Reputation: 3756
I have a template XML file, and based on inputs given to my program I have to generate a new XML file. The template has sections that need to be repeated based on the input data. But I don't necessarily know the structure of these sections or how many levels of nesting they have. I cannot figure out how to read in the template file in an arbitrary way they will let me populate it and then output it.

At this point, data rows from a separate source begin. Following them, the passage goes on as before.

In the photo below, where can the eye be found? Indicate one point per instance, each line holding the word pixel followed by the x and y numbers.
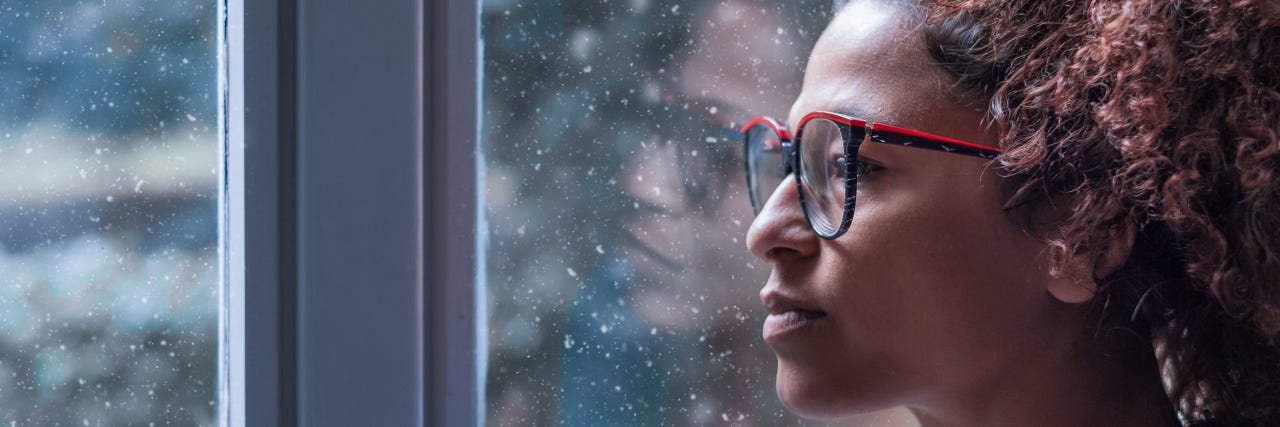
pixel 836 166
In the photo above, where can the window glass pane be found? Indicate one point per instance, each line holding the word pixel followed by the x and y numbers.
pixel 108 212
pixel 620 287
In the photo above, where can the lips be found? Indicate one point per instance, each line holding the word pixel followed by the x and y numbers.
pixel 789 316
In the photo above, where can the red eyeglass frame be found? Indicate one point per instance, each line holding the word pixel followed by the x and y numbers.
pixel 854 132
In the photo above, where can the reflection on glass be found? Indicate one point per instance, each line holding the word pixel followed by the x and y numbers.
pixel 621 292
pixel 108 212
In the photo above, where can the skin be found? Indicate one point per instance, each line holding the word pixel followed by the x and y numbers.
pixel 933 299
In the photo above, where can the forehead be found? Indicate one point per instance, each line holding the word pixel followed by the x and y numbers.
pixel 871 63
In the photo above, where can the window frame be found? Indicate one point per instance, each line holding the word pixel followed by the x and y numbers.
pixel 352 278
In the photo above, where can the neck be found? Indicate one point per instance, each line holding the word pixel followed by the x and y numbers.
pixel 1109 380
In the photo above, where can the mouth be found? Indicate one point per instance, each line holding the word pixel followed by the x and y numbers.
pixel 789 317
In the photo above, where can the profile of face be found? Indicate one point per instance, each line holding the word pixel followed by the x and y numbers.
pixel 932 292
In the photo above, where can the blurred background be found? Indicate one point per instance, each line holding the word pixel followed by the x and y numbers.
pixel 620 288
pixel 108 212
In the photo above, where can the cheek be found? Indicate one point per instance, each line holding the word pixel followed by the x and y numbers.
pixel 942 280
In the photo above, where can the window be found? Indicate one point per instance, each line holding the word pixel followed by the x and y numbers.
pixel 620 288
pixel 109 210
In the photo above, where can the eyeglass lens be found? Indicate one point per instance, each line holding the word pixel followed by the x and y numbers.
pixel 766 164
pixel 822 174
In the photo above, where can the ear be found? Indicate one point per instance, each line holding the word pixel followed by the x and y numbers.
pixel 1078 280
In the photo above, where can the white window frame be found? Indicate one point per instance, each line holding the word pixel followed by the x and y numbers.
pixel 353 243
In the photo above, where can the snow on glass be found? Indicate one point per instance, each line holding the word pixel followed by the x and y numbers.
pixel 620 289
pixel 108 198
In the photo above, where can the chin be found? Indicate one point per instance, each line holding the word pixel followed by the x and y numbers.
pixel 822 394
pixel 817 399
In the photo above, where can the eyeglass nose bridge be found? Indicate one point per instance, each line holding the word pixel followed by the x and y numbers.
pixel 789 156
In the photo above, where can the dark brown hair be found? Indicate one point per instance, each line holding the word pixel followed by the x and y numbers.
pixel 1160 118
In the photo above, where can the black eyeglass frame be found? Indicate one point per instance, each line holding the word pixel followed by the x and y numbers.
pixel 854 132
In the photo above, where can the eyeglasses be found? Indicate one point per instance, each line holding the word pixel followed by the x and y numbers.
pixel 823 155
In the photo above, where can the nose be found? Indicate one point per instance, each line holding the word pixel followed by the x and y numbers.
pixel 781 230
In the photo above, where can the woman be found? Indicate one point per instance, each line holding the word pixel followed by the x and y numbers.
pixel 1089 238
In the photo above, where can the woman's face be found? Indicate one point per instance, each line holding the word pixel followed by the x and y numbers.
pixel 932 290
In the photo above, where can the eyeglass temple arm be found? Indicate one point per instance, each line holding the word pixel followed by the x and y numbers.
pixel 896 136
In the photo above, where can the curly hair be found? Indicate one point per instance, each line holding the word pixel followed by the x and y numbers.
pixel 1159 119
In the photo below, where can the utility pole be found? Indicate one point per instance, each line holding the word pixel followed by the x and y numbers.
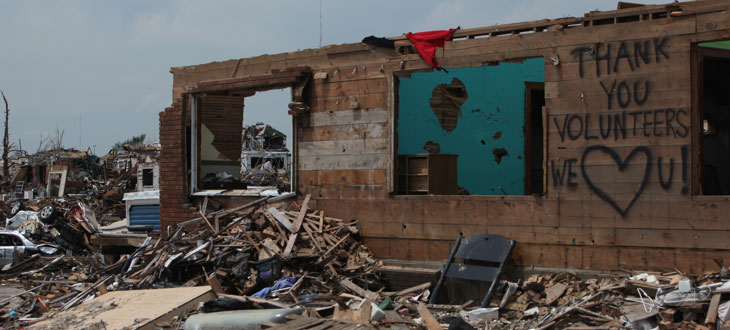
pixel 6 144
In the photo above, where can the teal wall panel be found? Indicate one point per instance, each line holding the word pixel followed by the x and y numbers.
pixel 495 103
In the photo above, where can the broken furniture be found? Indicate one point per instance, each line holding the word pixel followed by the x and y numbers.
pixel 427 174
pixel 133 309
pixel 479 258
pixel 143 210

Here is a section of the template file:
<Target_Table>
<Target_Name>SF1_T1</Target_Name>
<Target_Mode>
<REP>
<Target_Location_To_Repeat>
<XLocation>nextXREL</XLocation>
<YLocation>nextYREL</YLocation>
</Target_Location_To_Repeat>
<Target_Location_To_Repeat>
<XLocation>nextXREL</XLocation>
<YLocation>nextYREL</YLocation>
</Target_Location_To_Repeat>
</REP>
</Target_Mode>
<Target_Repetitions>1</Target_Repetitions>
<Meas_Window>
<Window_Size>
<XLocation>FOV</XLocation>
<YLocation>FOV</YLocation>
</Window_Size>
<Window_Location>
<XLocation>firstXREL</XLocation>
<YLocation>firstYREL</YLocation>
</Window_Location>
</Meas_Window>
<Box_Orientation>90</Box_Orientation>
<First_Feature Value="Space" />
<Meas_Params_Definition>
<Number_Of_Lines Value="Auto" />
<Number_Of_Pixels_Per_Line Value="Auto" />
<Averaging_Factor Value="1" />
</Meas_Params_Definition>
<Number_Of_Edges>1</Number_Of_Edges>
<Edge_Pair>
<Edge_Pair_Couple>
<First_Edge>1</First_Edge>
<Second_Edge>1</Second_Edge>
</Edge_Pair_Couple>
<Nominal_Corrected_Value>0</Nominal_Corrected_Value>
</Edge_Pair>
<Categories>
<Material_Type />
<Meas_Type />
<Category_Type />
<Other_Type />
</Categories>
<Bias>0</Bias>
<Template_Target_Name>SF_IMAQ_Template_Target</Template_Target_Name>
<Template_Target_PPL>
<Process>PC2</Process>
<Product>PD2</Product>
<Layer>L2</Layer>
</Template_Target_PPL>
<Meas_Auto_Box>
<Error_Code>0</Error_Code>
<Measured_CD>0</Measured_CD>
<Constant_NM2Pix>true</Constant_NM2Pix>
</Meas_Auto_Box>
<Meas_Box_Pix_Size_X>PixelSize</Meas_Box_Pix_Size_X>
<Macro_CD>0</Macro_CD>
</Target_Table>
I need to repeat the entire Target_Table section multiple time, and within each Target_Table I need to repeat the REP section multiple times. I want to write my program so that if the template changes (e.g, more levels of nesting are added) I don't have to change my program. But it seems to me that I have to totally know the structure of the file to read it in and spit it out. Is that true or am I missing something here? Is there a way to write a program that will read in a file with an unknown tags and unknown levels of nesting?
Upvotes: 4
Views: 1977
Reputation: 384
Using ElementTree:
import xml.etree.ElementTree as et
filehandler = open("file.xml","r")
raw_data = et.parse(filehandler)
data_root = raw_data.getroot()
filehandler.close()
for children in data_root:
for child in children:
print(child.tag, child.text, children.tag, children.text)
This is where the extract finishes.